Je ne suis pas dans le secret des Dieux mais, ce que je sais, est qu’ils étaient déjà présents sur le marché. Ils étaient installés en Libye. Quand le pouvoir s’est renversé, ils sont allés voir leurs partenaires et leur savoir-faire a été reconnu. Pour eux, le travail est en marche. Pour les autres, nous sommes en train de nous préparer pour avoir les meilleures offres possibles quand le Conseil National de la Résistance prendra ses décisions.

Et vous vous préparez comment ?

Déjà, il faut savoir que la France a un succès d’estime grâce à son rôle important dans cette révolution. Mais cela ne signifie pas que le marché est gagné. Il faut surtout une offre adaptée, c’est-à-dire compétitive, bien ficelée et adaptée à la demande. L’estime qu’ils nous portent ne doit pas nous épargner l’effort de faire du bon travail. Cela passe par un aspect technique bien sûr mais surtout par une connaissance du terrain. La population libyenne était dans une cocotte minute. Maintenant que la cocotte est ouverte, il faut apprendre à la connaître. Nous croyons que l’approche humaine est primordiale pour comprendre leurs besoins.
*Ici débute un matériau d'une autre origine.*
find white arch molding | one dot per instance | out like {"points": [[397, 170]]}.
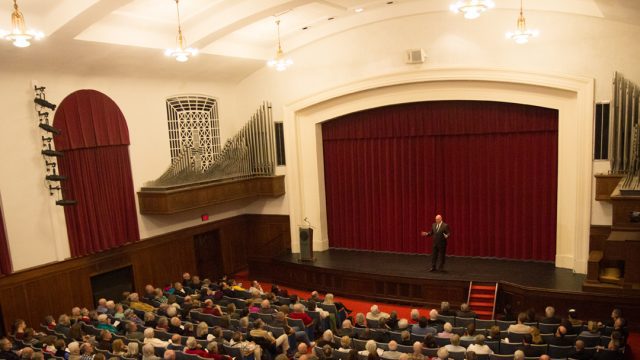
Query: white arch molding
{"points": [[572, 96]]}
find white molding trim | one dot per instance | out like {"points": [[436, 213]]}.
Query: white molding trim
{"points": [[572, 96]]}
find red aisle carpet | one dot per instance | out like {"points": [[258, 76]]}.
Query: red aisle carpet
{"points": [[403, 311]]}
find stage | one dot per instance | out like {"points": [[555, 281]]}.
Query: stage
{"points": [[405, 279]]}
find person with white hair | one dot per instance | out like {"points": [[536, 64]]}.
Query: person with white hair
{"points": [[479, 347], [104, 323], [415, 315], [149, 338], [443, 354], [376, 314], [148, 352], [447, 331], [550, 316], [393, 352], [518, 355], [417, 352], [455, 345], [136, 304]]}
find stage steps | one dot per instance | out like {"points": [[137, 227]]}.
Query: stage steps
{"points": [[482, 298]]}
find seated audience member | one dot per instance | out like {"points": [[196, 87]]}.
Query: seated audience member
{"points": [[429, 342], [422, 328], [414, 316], [518, 355], [455, 344], [136, 304], [302, 352], [550, 316], [193, 348], [443, 354], [520, 327], [417, 352], [376, 314], [559, 337], [393, 352], [104, 340], [169, 355], [494, 333], [447, 331], [611, 352], [118, 348], [149, 338], [326, 339], [265, 339], [445, 309], [479, 347], [433, 321], [469, 332], [132, 332], [346, 329], [465, 311], [175, 343], [250, 350], [578, 352], [536, 337], [148, 352], [6, 350], [360, 321], [133, 350], [175, 326], [345, 344]]}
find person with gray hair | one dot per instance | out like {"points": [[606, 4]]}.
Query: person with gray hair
{"points": [[466, 312], [149, 338], [393, 352], [455, 345], [376, 314], [443, 354], [445, 309], [479, 347], [148, 352], [518, 355]]}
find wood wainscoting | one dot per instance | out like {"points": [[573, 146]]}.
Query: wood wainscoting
{"points": [[55, 288]]}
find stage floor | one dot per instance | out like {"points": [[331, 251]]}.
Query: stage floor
{"points": [[524, 273]]}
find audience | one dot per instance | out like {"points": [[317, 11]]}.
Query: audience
{"points": [[174, 317]]}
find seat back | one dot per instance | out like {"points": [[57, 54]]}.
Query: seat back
{"points": [[558, 352]]}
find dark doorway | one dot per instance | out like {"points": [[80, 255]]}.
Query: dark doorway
{"points": [[209, 255], [111, 284]]}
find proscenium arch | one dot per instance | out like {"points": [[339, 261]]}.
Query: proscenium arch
{"points": [[571, 96]]}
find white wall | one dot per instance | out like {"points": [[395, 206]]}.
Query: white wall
{"points": [[572, 46]]}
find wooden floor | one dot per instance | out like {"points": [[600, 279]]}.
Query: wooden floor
{"points": [[530, 274]]}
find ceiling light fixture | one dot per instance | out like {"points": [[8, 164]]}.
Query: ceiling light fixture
{"points": [[180, 53], [472, 9], [280, 63], [19, 35], [522, 35]]}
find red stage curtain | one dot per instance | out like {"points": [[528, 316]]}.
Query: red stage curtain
{"points": [[5, 256], [95, 143], [489, 168]]}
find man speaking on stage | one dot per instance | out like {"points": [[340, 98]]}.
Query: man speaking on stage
{"points": [[440, 232]]}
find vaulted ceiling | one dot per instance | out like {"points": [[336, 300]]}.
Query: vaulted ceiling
{"points": [[234, 36]]}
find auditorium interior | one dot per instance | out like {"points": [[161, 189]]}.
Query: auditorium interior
{"points": [[309, 143]]}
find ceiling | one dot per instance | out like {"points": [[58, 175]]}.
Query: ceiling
{"points": [[234, 36]]}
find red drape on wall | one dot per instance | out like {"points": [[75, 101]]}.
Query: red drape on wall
{"points": [[5, 256], [489, 168], [95, 143]]}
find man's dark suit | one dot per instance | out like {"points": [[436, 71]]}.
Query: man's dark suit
{"points": [[439, 244]]}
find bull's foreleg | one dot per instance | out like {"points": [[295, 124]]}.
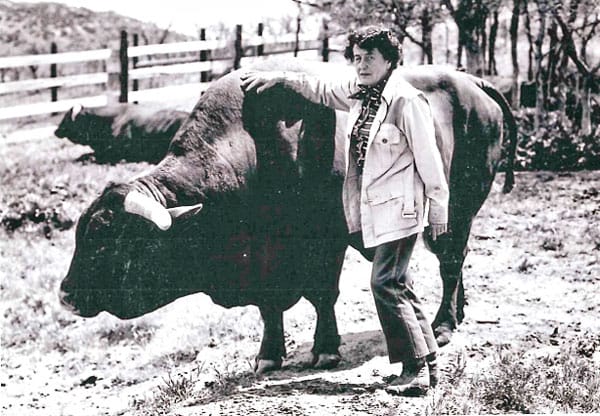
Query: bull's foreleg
{"points": [[272, 348], [450, 312], [326, 344]]}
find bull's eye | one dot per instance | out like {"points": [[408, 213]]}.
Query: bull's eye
{"points": [[99, 221]]}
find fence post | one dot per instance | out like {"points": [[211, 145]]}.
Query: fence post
{"points": [[53, 90], [124, 75], [205, 76], [325, 50], [297, 45], [260, 49], [238, 47], [134, 61]]}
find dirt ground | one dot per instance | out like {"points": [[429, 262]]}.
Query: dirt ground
{"points": [[532, 278]]}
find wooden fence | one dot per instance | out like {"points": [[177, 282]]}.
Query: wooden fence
{"points": [[207, 58]]}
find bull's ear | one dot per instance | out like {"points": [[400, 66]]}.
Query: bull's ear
{"points": [[184, 210], [75, 110]]}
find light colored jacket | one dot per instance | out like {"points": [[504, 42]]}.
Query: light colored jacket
{"points": [[403, 168]]}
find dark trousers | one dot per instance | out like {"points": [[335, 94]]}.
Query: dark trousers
{"points": [[407, 332]]}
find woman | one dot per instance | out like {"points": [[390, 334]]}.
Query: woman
{"points": [[393, 169]]}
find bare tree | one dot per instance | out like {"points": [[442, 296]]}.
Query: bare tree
{"points": [[589, 74], [470, 17], [514, 44]]}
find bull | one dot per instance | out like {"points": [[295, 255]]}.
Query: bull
{"points": [[246, 207], [122, 131]]}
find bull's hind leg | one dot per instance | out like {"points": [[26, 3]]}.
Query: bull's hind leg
{"points": [[272, 347], [323, 296], [451, 250]]}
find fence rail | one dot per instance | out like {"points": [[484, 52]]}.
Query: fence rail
{"points": [[211, 57]]}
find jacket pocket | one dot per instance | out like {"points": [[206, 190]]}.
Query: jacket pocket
{"points": [[386, 206], [388, 144]]}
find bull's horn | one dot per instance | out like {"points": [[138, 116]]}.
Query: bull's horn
{"points": [[144, 206], [185, 209], [76, 110]]}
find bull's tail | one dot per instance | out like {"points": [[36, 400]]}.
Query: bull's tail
{"points": [[510, 143]]}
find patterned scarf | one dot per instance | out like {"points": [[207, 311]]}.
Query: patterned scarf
{"points": [[359, 137]]}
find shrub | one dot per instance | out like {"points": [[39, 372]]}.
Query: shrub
{"points": [[557, 145]]}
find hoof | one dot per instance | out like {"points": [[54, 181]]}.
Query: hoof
{"points": [[264, 366], [443, 334], [326, 361]]}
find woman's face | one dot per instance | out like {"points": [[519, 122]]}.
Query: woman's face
{"points": [[370, 66]]}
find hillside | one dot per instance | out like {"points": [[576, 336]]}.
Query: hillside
{"points": [[29, 28]]}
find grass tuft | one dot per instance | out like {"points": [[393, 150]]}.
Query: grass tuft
{"points": [[568, 381]]}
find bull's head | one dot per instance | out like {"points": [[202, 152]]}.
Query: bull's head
{"points": [[126, 252]]}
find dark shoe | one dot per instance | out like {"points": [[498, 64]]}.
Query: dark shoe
{"points": [[412, 382], [434, 377]]}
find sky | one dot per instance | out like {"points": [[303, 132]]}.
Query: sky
{"points": [[186, 16]]}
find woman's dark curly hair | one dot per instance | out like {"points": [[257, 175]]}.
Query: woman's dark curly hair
{"points": [[371, 37]]}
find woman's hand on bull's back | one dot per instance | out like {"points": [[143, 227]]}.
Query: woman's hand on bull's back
{"points": [[261, 80]]}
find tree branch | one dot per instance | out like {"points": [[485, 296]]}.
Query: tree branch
{"points": [[570, 48]]}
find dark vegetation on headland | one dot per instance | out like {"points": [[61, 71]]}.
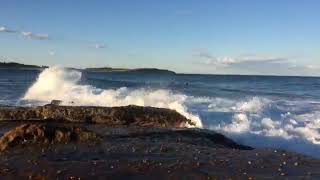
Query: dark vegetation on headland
{"points": [[132, 142], [14, 65], [139, 70]]}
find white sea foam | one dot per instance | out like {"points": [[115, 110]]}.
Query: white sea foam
{"points": [[62, 84], [255, 121]]}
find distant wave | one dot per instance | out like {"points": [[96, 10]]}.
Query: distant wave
{"points": [[264, 122], [258, 121], [63, 84]]}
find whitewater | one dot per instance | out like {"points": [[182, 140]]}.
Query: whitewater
{"points": [[268, 112]]}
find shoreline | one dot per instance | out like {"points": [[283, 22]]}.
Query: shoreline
{"points": [[153, 144]]}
Et c’est ce qui fera vraiment la différence par rapport aux autres pays.

Qui sont nos compétiteurs sur ce marché ?

Les Italiens sont présents. Les Anglais aussi. Et les Chinois s’intéressent de près à ce nouveau marché. Mais il y a aussi les pays voisins : la Tunisie et l’Egypte. Et ça c’est un atout supplémentaire pour la France.
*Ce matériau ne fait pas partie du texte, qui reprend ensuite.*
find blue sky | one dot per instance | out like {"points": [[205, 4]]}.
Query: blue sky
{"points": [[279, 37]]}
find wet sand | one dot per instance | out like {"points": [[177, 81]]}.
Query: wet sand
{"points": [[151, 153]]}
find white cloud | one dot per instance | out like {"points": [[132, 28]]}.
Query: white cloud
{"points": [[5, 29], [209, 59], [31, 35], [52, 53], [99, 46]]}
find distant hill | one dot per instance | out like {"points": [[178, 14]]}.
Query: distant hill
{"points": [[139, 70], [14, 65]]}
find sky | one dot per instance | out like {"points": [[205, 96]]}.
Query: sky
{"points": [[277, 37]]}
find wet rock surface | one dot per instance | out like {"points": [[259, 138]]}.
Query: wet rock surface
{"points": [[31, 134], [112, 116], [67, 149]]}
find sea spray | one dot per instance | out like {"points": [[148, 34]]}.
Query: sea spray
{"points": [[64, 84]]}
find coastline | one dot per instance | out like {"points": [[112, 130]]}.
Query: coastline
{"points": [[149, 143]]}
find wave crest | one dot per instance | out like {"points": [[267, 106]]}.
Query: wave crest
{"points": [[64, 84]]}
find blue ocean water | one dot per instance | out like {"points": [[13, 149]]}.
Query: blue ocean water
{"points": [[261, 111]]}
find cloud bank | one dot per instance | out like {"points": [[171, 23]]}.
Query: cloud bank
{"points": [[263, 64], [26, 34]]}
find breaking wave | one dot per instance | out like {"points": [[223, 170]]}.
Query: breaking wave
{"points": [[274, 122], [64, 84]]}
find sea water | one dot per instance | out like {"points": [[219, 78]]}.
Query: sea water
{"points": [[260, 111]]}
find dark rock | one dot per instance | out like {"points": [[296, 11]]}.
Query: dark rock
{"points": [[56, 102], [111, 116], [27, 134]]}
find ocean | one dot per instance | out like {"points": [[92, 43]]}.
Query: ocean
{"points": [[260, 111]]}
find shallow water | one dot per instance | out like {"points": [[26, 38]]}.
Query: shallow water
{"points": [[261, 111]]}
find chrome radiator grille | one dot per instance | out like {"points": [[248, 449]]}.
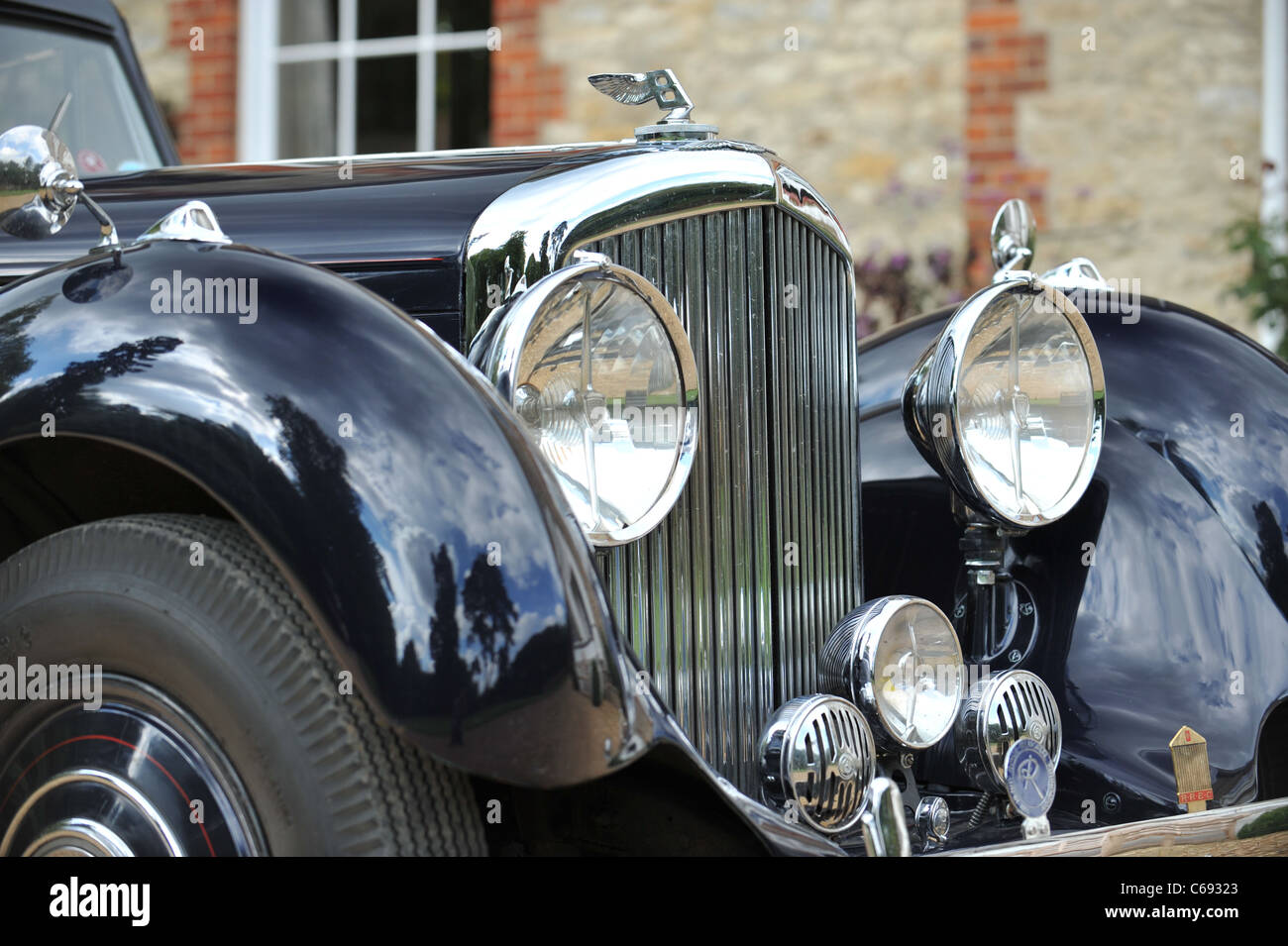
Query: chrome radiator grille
{"points": [[728, 602]]}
Comment cela peut-il être un atout ?

Les Français sont très présents en Tunisie et en Egypte. Avec le savoir-faire français, notre technologie et la connaissance culturelle et le réseau des Tunisiens, nous avons une offre très complète pour pénétrer le marché libyen et répondre aux besoins de la population. Ces contrats tripartites ne sont pas le seul moyen de se faire une place, mais c’est un bon moyen.

Donc, pour résumer, que conseillez-vous aux industriels français pour travailler avec la Libye ?

Les Français doivent être sur la ligne de départ. Il faut comprendre ce dont les Libyens ont besoin. Puis quand viendra le moment de signer des contrats, les PMI auraient intérêt à avoir les conseils d’un avocat pour les PMI. Les grands groupes ont l’habitude. Mais, pour eux qui sont aussi concernés par les opportunités en Libye, le contrat reste la meilleure protection. Dans le pays, il y a tout à reconstruire y compris l’administration.

Et vous les accompagnez pour cela ?

Nous parlerons de tout ça autour d’une réunion sur la Libye qui se tiendra au Medef International le 28 septembre. Nous traiterons globalement de la population libyenne et des contrats. Puis nous aborderons, en table ronde, comment l’emporter sur les marchés de la santé, des équipements et celui du secteur pétrolier et gazier.